Echtzeit musik (e: Realtime music)... somehow I have never really liked this term, having found the sound of the german word from the beginning, amongst other things, too unsensual. I think that this is important though since music has a lot to do with sensuality and sensibility. And the 'real-time': does it exist? Is 'time', that which we presume is ours, is it 'real'? And could I then be defining my work proudly, in some ways elevated from the 'wrong' time, as an exponent of a real 'time-music', a 'real-time-music', a music, that resides real(ly) in the time -- perhaps this is what actually not so many people have noticed yet, since all of us are not very well known in the 'normal' mainstream, newspaper, theater and television reality (should that be the 'real' reality??) These are some of my thoughts about the title of this book. Actually I seldom write with words but rather am involved in research of the non-verbal, of music, regardless in which time it may sound - mostly I try to stop the time in my pieces.

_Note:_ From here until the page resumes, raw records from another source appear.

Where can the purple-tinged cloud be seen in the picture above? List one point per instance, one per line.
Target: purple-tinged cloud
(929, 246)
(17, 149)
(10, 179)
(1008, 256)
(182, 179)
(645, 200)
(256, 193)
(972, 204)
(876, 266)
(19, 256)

'Party-killer Music'. When I meet non-specialists who would like to know which direction of music I am working with, and who aren't familiar with the music style that I play -- most of the time, they are none the wiser after my explanations -- then I often politely answer, deliberately to wipe away immediately all possible expectations of 'music': 'Party-killer Music'. Miraculously however, they often pose the questions, where one might hear this music, and if there were any CDs existing of it. It's not totally unproblematic though, to simply hear this music on CD, alone and unprepared - it has unfortunately already happened a couple of times that I have scared a curious person I have met in conversation by letting them experience the music on CD first, and that these people have disappeared forever; perhaps this happened because of the relative inertia of time, that has slipped by in their apartments, or it may also be due to the uncommon, impenetrable abstracted components, the rhythmically free ordered noise and sounds -- one can easily scare listeners with many CDs of 'Contemporary Music' (that which has been created somewhere since the early 1920's) when their listening habits sit in a functional-harmonic, stable, clearly rhythmically structured zone; regardless, in which way that music was made, in an improvisedcomposed, constructed-composed, constructed-improvised, intuitively improvised or composed way...
For the moment I find that many CDs are perhaps more like 'cans of music', that enable musicians and a few, mostly very well-informed listeners to understand them. I have noticed however that it is also possible for others to hear, enjoy and get to know 'realtime' music in a real concert situation or a technically very well prepared concert for loudspeakers.
My approach to music is, among other things, inspired by Baroque polyphony, it is compositionally improvised, constructed and improvisationally composed, composed, improvised, improvisationally composed, conceptual, or freely formal, depending upon the particular project. At best inside the subjectively sensed, respective time, within a frozen moment. Allowing an invisible four dimensional sculpture to arise, that would be of course an ideal never to be achieved.
I don't think that it is particularly sensible as a musician to write analytically about one's own work. I also think that it is not so important in which way music is made but rather if it sounds, engages, moves, whether a new, individual point of view, way of listening is being offered. Even though the public, as well as concert promoters and music licensing companies, judge the quality of music often exclusively regarding the way (they already know) in which it was created, it is perhaps sensible, to demonstrate and to describe here these other possible approaches to music, which are situated outside of the well defined, explored, known and accepted compositorial techniques. And to do this, even if it means using the term „Echtzeitmusik“, and with full knowledge of the risk of creating a new pigeon-hole in which one sits cozily.